Parmi les vêtements traditionnels des peuples d’Oaxaca figurent encore le huipil. Il s’agit d’un chemisier pour femme élaboré à partir de plusieurs de pièces. Ces pièces incluent le ceñidor, un type de ceinture chez les Mazatèques; et le paño, un couvre-chef chez les Chinantèques. Les textiles d’Oaxaca fabriqués à la main utilisent du tissage ordinaire, des motifs de brocart et du tissage de gaze.

On peut continuer à parler de la technologie utilisée pour créer ces textiles comme le sarape mexique, le jorongo et les textiles d’oaxaca. Dans le Mexique antique par exemple, les gens recourt au tissage à la taille pour fabriquer les vêtements. Bien que les vêtements tissés selon cette méthode soient relativement étroits, le tissage à la taille permet aux bords et aux bordures de ces pièces d’être très nets et droits. Il n’est alors plus nécessaire de faire des retouches après.

La production des produits et accessoires textiles du Mexique varie d’un modèle à l’autre. Beaucoup de tissus et de vêtements sont élaborés à partir de ressources naturelles telles que les feuilles de plantes, le coton, etc. Les fibres utilisées pour le tissage de poncho mexicain, serape et Tilma sont extraites de feuilles de plantes. Cela est d’ailleurs une bonne chose puisque les ressources sont naturelles et abondantes. Cela facilite également le processus de teinture. Beaucoup de couleurs vives attribuées à la robe traditionnelle et au sarape mexique peuvent être obtenues par l’utilisation de teintures naturelles.

A propos des motifs…

L’experte en textile mexicain, Irmbard Weitlaner Johnson, associe les traditions spirituelles pré-chrétiennes à la présence de papillons dans les motifs textiles Mazatec. Jusqu’à ce jour, les Mazatecs identifient le papillon comme l’âme qui quitte le corps. Ils croient que les âmes des défunts ont la permission de venir en ce monde une fois par an, le jour de la Toussaint et le jour des morts, pour visiter leur famille. C’est la période où les papillons sont les plus abondants dans la région. Pour les Mazatecs, le fait de tuer ces animaux relève d’un péché.

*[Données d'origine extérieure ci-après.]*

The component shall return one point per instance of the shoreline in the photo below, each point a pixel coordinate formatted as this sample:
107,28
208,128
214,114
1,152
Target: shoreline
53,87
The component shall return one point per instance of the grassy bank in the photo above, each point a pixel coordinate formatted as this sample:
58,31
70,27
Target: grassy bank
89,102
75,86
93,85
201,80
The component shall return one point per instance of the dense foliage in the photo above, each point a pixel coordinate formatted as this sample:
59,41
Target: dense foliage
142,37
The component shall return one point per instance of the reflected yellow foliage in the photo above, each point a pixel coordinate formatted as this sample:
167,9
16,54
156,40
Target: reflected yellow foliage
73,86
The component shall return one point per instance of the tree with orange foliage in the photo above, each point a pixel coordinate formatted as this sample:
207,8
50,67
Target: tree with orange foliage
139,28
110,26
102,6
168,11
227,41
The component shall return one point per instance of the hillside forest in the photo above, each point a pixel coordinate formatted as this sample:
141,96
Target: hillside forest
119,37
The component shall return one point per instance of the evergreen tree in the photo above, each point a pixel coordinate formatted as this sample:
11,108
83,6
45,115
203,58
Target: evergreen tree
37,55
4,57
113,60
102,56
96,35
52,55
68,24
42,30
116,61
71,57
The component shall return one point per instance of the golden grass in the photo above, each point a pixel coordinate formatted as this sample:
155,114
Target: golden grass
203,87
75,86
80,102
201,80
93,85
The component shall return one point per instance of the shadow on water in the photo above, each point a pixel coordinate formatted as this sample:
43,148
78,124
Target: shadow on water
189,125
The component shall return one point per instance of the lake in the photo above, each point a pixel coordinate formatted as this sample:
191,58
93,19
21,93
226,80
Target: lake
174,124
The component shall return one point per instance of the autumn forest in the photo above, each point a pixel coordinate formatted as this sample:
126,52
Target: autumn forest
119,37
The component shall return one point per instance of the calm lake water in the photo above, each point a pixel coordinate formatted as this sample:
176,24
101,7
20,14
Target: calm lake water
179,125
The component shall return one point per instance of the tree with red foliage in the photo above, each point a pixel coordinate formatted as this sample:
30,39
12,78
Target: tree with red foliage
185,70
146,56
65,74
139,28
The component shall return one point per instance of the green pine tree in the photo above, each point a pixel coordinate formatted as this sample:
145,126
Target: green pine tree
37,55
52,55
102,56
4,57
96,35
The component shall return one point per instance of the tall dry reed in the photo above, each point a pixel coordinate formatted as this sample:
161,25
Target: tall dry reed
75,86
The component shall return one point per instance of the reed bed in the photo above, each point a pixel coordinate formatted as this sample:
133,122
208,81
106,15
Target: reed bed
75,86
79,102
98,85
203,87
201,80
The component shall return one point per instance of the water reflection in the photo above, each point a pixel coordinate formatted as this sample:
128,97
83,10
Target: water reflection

Parmi les motifs régionaux sans signification spirituelle particulière, ou pour lesquels des interprétations contestées existent, on peut citer une sorte de fresque d’art à gradins appelée xicalcoliuhqu. Cela signifie « ornement tordu pour la décoration des calebasses » en langue nahuatl et ilhuitl.

La tradition pré-coloniale associe la couleur aux quatre directions cardinales : jaune à l’est, rouge au nord, bleu et vert à l’ouest, et blanc au sud. Cela peut toutefois varier d’une région mexicaine à une autre. Des peuples peuvent attribuer une signification au motif sur le sarape mexique et les couleurs des rayures, sur le poncho gaban, sur le Tilmalti, sur le shirt au style mexicain et sur le jorongo. Pour d’autres, le motif, les tags et les couleurs sont uniquement pour le design et la mode.

Un autre motif commun aux peuples autochtones de la région est un ornement rectangulaire sous l’encolure du huipil. Aucun symbolisme spécifique n’est connu. C’est toutefois un thème fréquent dans les pratiques pré-coloniales et dans les textiles historiques qui subsistent encore de nos jours.